Cells are complex dynamical systems, and a grand challenge is to reconstruct the governing dynamical equations. Single-cell (sc)-RNA-seq, together with RNA-velocity and metabolic labeling, reveals cellular states and transitions at unprecedented resolution. Fully exploiting these data, however, requires kinetic models capable of unveiling governing regulatory functions. Here, we introduce an analytical framework dynamo, that infers absolute RNA velocity, reconstructs continuous vector-field functions that predict future cell fates, employs differential geometry to extract underlying regulatory networks, and ultimately predicts optimal reprogramming paths and perturbation outcomes. We highlight dynamo’s power to enable accurate velocity estimations on a metabolically-labeled human hematopoiesis scRNA-seq dataset.

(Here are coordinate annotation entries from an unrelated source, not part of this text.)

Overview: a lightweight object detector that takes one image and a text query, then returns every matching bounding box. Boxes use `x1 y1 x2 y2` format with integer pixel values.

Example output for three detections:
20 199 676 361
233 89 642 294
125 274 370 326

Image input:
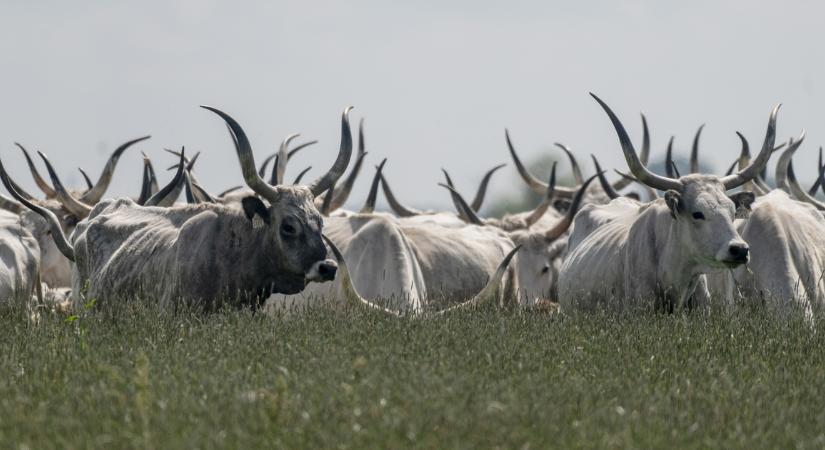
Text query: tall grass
0 302 825 449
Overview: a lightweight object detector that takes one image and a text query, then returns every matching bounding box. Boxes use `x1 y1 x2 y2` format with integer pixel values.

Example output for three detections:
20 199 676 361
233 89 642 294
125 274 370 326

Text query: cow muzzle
306 259 338 283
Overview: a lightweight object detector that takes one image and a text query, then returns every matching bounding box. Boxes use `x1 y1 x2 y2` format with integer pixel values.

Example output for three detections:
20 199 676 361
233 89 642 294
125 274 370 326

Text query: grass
0 304 825 449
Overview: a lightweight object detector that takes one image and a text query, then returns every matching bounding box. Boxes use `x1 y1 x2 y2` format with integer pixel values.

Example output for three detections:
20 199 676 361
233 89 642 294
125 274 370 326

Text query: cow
559 94 779 311
0 106 352 310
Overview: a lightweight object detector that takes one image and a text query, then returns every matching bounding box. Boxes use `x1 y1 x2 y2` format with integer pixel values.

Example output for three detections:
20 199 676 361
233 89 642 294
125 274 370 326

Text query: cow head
590 94 779 268
204 106 352 294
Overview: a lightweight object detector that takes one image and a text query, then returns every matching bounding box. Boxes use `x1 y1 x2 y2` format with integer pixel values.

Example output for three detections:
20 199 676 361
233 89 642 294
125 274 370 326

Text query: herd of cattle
0 94 825 318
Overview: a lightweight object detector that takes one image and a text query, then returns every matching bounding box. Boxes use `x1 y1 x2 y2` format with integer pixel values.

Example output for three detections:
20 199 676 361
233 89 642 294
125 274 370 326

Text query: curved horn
613 114 650 191
77 167 94 191
330 152 367 211
720 103 782 190
808 147 822 196
590 154 621 200
359 158 387 214
438 183 484 225
292 166 312 184
37 151 92 219
665 136 679 178
690 124 705 173
524 161 556 228
381 174 422 217
0 161 75 262
590 92 682 191
309 106 352 197
218 186 243 198
201 105 277 202
504 128 576 197
788 156 825 211
14 142 57 198
0 194 23 214
146 149 188 207
554 142 584 186
436 245 521 315
441 167 470 222
774 130 805 192
613 169 659 199
544 175 598 241
80 136 151 205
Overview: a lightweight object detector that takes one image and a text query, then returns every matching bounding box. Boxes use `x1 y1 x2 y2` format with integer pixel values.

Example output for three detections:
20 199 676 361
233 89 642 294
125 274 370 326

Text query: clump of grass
0 302 825 448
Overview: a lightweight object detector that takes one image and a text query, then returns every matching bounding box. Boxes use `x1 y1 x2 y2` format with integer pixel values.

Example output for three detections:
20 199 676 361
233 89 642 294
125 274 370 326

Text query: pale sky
0 0 825 212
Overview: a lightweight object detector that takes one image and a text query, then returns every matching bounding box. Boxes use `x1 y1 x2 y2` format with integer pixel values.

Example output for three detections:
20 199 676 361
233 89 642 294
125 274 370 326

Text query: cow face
665 175 753 268
241 186 338 294
20 200 78 287
510 230 567 307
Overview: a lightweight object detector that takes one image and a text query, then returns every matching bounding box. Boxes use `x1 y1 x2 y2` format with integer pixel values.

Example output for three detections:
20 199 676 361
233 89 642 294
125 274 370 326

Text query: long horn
14 142 57 198
788 160 825 211
470 164 507 212
504 132 575 197
590 92 682 191
146 151 188 208
330 117 367 210
359 158 387 214
665 136 679 178
218 186 243 198
435 245 521 315
309 106 352 197
37 151 92 219
613 114 650 191
613 169 659 200
774 130 805 192
690 124 705 173
315 178 335 217
330 152 367 211
544 175 598 241
200 105 278 202
438 183 484 225
292 166 312 184
441 167 471 222
0 194 23 214
720 103 782 190
0 161 75 261
524 161 556 228
554 142 584 186
80 136 151 205
381 175 422 217
590 154 621 200
77 167 94 191
258 141 318 183
808 147 822 196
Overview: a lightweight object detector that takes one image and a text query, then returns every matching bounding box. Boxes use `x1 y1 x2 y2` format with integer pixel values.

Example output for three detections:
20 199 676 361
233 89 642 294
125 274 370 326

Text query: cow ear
665 189 682 219
728 191 756 211
728 191 756 219
241 195 269 228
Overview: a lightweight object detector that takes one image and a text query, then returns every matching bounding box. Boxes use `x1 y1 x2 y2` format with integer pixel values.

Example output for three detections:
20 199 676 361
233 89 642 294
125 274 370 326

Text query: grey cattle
0 107 352 308
559 94 779 310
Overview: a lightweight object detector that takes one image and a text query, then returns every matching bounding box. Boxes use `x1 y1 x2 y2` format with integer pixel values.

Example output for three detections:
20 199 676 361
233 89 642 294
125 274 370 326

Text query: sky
0 0 825 213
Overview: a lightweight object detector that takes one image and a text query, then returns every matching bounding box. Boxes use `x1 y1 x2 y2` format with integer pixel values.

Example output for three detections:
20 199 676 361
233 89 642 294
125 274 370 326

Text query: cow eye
281 223 298 236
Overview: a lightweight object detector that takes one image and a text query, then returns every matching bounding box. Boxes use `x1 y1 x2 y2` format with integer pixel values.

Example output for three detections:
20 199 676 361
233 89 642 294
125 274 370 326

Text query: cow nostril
318 263 338 279
728 244 748 258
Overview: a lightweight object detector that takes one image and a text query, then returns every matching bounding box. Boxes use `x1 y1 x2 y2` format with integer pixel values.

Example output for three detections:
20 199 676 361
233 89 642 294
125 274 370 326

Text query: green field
0 305 825 449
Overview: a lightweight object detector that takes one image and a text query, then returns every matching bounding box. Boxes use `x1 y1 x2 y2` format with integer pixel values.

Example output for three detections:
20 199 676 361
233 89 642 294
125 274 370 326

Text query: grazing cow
0 210 40 302
0 107 352 309
559 94 779 310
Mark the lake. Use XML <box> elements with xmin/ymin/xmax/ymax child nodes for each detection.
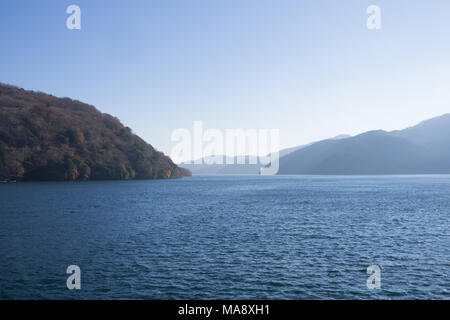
<box><xmin>0</xmin><ymin>176</ymin><xmax>450</xmax><ymax>299</ymax></box>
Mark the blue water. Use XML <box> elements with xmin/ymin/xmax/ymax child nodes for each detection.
<box><xmin>0</xmin><ymin>176</ymin><xmax>450</xmax><ymax>299</ymax></box>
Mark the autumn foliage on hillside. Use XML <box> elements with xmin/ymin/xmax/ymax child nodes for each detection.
<box><xmin>0</xmin><ymin>84</ymin><xmax>190</xmax><ymax>181</ymax></box>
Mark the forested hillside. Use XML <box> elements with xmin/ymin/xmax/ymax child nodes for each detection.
<box><xmin>0</xmin><ymin>84</ymin><xmax>190</xmax><ymax>181</ymax></box>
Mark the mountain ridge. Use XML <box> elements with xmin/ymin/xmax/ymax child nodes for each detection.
<box><xmin>278</xmin><ymin>114</ymin><xmax>450</xmax><ymax>175</ymax></box>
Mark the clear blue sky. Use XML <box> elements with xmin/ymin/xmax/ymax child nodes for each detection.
<box><xmin>0</xmin><ymin>0</ymin><xmax>450</xmax><ymax>158</ymax></box>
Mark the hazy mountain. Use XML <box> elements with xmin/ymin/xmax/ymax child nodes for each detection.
<box><xmin>180</xmin><ymin>135</ymin><xmax>350</xmax><ymax>175</ymax></box>
<box><xmin>0</xmin><ymin>84</ymin><xmax>190</xmax><ymax>180</ymax></box>
<box><xmin>279</xmin><ymin>114</ymin><xmax>450</xmax><ymax>175</ymax></box>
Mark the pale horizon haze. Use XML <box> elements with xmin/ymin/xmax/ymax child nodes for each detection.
<box><xmin>0</xmin><ymin>0</ymin><xmax>450</xmax><ymax>159</ymax></box>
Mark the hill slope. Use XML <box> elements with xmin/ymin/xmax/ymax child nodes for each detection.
<box><xmin>279</xmin><ymin>115</ymin><xmax>450</xmax><ymax>175</ymax></box>
<box><xmin>0</xmin><ymin>84</ymin><xmax>189</xmax><ymax>181</ymax></box>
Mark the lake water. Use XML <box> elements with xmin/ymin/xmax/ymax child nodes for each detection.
<box><xmin>0</xmin><ymin>176</ymin><xmax>450</xmax><ymax>299</ymax></box>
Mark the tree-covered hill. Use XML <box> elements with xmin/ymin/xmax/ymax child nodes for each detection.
<box><xmin>0</xmin><ymin>84</ymin><xmax>190</xmax><ymax>181</ymax></box>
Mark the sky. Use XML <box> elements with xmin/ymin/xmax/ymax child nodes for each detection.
<box><xmin>0</xmin><ymin>0</ymin><xmax>450</xmax><ymax>160</ymax></box>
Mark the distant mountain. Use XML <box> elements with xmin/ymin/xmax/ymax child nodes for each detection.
<box><xmin>279</xmin><ymin>114</ymin><xmax>450</xmax><ymax>175</ymax></box>
<box><xmin>180</xmin><ymin>135</ymin><xmax>350</xmax><ymax>176</ymax></box>
<box><xmin>0</xmin><ymin>84</ymin><xmax>190</xmax><ymax>181</ymax></box>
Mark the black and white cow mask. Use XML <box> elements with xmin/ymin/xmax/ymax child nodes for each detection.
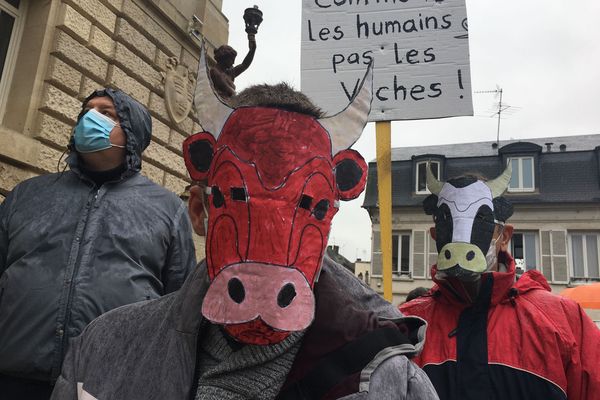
<box><xmin>423</xmin><ymin>164</ymin><xmax>513</xmax><ymax>279</ymax></box>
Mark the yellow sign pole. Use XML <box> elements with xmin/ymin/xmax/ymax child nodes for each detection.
<box><xmin>375</xmin><ymin>121</ymin><xmax>393</xmax><ymax>302</ymax></box>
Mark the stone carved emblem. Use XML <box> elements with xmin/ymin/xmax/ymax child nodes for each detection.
<box><xmin>162</xmin><ymin>57</ymin><xmax>196</xmax><ymax>124</ymax></box>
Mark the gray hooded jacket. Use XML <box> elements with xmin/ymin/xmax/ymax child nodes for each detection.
<box><xmin>52</xmin><ymin>259</ymin><xmax>438</xmax><ymax>400</ymax></box>
<box><xmin>0</xmin><ymin>89</ymin><xmax>196</xmax><ymax>381</ymax></box>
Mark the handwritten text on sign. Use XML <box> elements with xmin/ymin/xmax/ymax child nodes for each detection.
<box><xmin>301</xmin><ymin>0</ymin><xmax>473</xmax><ymax>121</ymax></box>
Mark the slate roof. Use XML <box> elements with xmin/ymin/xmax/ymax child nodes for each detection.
<box><xmin>392</xmin><ymin>134</ymin><xmax>600</xmax><ymax>161</ymax></box>
<box><xmin>363</xmin><ymin>135</ymin><xmax>600</xmax><ymax>208</ymax></box>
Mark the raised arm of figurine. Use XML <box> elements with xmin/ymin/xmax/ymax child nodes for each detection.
<box><xmin>233</xmin><ymin>33</ymin><xmax>256</xmax><ymax>78</ymax></box>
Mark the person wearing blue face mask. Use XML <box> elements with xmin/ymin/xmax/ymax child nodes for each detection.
<box><xmin>0</xmin><ymin>89</ymin><xmax>196</xmax><ymax>400</ymax></box>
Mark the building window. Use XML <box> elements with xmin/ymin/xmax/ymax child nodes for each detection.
<box><xmin>0</xmin><ymin>0</ymin><xmax>24</xmax><ymax>119</ymax></box>
<box><xmin>510</xmin><ymin>232</ymin><xmax>539</xmax><ymax>271</ymax></box>
<box><xmin>415</xmin><ymin>161</ymin><xmax>440</xmax><ymax>194</ymax></box>
<box><xmin>569</xmin><ymin>233</ymin><xmax>600</xmax><ymax>280</ymax></box>
<box><xmin>508</xmin><ymin>157</ymin><xmax>535</xmax><ymax>192</ymax></box>
<box><xmin>392</xmin><ymin>233</ymin><xmax>410</xmax><ymax>275</ymax></box>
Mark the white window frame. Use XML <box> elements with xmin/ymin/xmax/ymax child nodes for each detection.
<box><xmin>568</xmin><ymin>231</ymin><xmax>600</xmax><ymax>281</ymax></box>
<box><xmin>508</xmin><ymin>230</ymin><xmax>541</xmax><ymax>272</ymax></box>
<box><xmin>0</xmin><ymin>0</ymin><xmax>27</xmax><ymax>122</ymax></box>
<box><xmin>508</xmin><ymin>156</ymin><xmax>535</xmax><ymax>192</ymax></box>
<box><xmin>415</xmin><ymin>161</ymin><xmax>442</xmax><ymax>194</ymax></box>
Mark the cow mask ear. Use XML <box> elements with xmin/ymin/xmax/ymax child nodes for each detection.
<box><xmin>333</xmin><ymin>150</ymin><xmax>367</xmax><ymax>200</ymax></box>
<box><xmin>183</xmin><ymin>132</ymin><xmax>216</xmax><ymax>181</ymax></box>
<box><xmin>423</xmin><ymin>194</ymin><xmax>438</xmax><ymax>215</ymax></box>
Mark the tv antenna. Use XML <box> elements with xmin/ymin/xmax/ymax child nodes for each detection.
<box><xmin>475</xmin><ymin>85</ymin><xmax>518</xmax><ymax>145</ymax></box>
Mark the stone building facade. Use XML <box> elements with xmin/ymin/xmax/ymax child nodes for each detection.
<box><xmin>0</xmin><ymin>0</ymin><xmax>228</xmax><ymax>256</ymax></box>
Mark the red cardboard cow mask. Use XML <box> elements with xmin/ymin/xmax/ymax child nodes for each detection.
<box><xmin>183</xmin><ymin>45</ymin><xmax>372</xmax><ymax>344</ymax></box>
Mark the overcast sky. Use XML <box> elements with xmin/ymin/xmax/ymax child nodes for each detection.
<box><xmin>223</xmin><ymin>0</ymin><xmax>600</xmax><ymax>261</ymax></box>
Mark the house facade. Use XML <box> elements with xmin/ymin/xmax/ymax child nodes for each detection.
<box><xmin>0</xmin><ymin>0</ymin><xmax>230</xmax><ymax>258</ymax></box>
<box><xmin>363</xmin><ymin>135</ymin><xmax>600</xmax><ymax>310</ymax></box>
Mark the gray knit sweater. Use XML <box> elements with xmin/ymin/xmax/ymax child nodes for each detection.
<box><xmin>196</xmin><ymin>324</ymin><xmax>303</xmax><ymax>400</ymax></box>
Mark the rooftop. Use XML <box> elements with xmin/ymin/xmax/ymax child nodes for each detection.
<box><xmin>392</xmin><ymin>134</ymin><xmax>600</xmax><ymax>161</ymax></box>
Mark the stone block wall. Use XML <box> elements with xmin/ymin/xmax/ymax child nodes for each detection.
<box><xmin>41</xmin><ymin>0</ymin><xmax>204</xmax><ymax>194</ymax></box>
<box><xmin>0</xmin><ymin>0</ymin><xmax>228</xmax><ymax>255</ymax></box>
<box><xmin>0</xmin><ymin>0</ymin><xmax>227</xmax><ymax>202</ymax></box>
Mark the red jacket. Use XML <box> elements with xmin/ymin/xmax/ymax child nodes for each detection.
<box><xmin>400</xmin><ymin>253</ymin><xmax>600</xmax><ymax>400</ymax></box>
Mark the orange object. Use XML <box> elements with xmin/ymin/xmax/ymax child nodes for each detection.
<box><xmin>560</xmin><ymin>282</ymin><xmax>600</xmax><ymax>310</ymax></box>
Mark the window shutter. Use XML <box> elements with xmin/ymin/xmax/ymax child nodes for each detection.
<box><xmin>413</xmin><ymin>231</ymin><xmax>427</xmax><ymax>278</ymax></box>
<box><xmin>426</xmin><ymin>232</ymin><xmax>437</xmax><ymax>279</ymax></box>
<box><xmin>550</xmin><ymin>231</ymin><xmax>569</xmax><ymax>283</ymax></box>
<box><xmin>371</xmin><ymin>251</ymin><xmax>383</xmax><ymax>276</ymax></box>
<box><xmin>541</xmin><ymin>231</ymin><xmax>569</xmax><ymax>283</ymax></box>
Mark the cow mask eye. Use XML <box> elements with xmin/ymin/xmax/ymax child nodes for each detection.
<box><xmin>212</xmin><ymin>186</ymin><xmax>225</xmax><ymax>208</ymax></box>
<box><xmin>298</xmin><ymin>194</ymin><xmax>312</xmax><ymax>210</ymax></box>
<box><xmin>231</xmin><ymin>188</ymin><xmax>248</xmax><ymax>202</ymax></box>
<box><xmin>313</xmin><ymin>199</ymin><xmax>329</xmax><ymax>221</ymax></box>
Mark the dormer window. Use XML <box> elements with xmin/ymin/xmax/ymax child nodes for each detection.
<box><xmin>415</xmin><ymin>161</ymin><xmax>440</xmax><ymax>194</ymax></box>
<box><xmin>508</xmin><ymin>157</ymin><xmax>535</xmax><ymax>192</ymax></box>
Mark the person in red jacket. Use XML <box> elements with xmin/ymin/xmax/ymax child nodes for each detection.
<box><xmin>400</xmin><ymin>166</ymin><xmax>600</xmax><ymax>400</ymax></box>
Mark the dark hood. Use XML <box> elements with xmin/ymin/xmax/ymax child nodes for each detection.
<box><xmin>67</xmin><ymin>88</ymin><xmax>152</xmax><ymax>176</ymax></box>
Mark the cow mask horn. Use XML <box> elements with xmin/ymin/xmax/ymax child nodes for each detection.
<box><xmin>194</xmin><ymin>45</ymin><xmax>373</xmax><ymax>155</ymax></box>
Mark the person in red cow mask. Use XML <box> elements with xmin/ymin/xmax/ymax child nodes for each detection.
<box><xmin>400</xmin><ymin>165</ymin><xmax>600</xmax><ymax>400</ymax></box>
<box><xmin>53</xmin><ymin>47</ymin><xmax>438</xmax><ymax>400</ymax></box>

Furthermore, differential geometry analyses reveal the mechanism driving early appearance of megakaryocytes and elucidate asymmetrical regulation within the PU.1–GATA1 circuit. Leveraging the Least-Action-Path method, dynamo accurately predicts specific drivers of numerous hematopoietic transitions. Finally, in silico perturbations predict cell-fate diversions induced by gene perturbations. Dynamo thus represents an important step inadvancing quantitative and predictive theories of cell-state transitions.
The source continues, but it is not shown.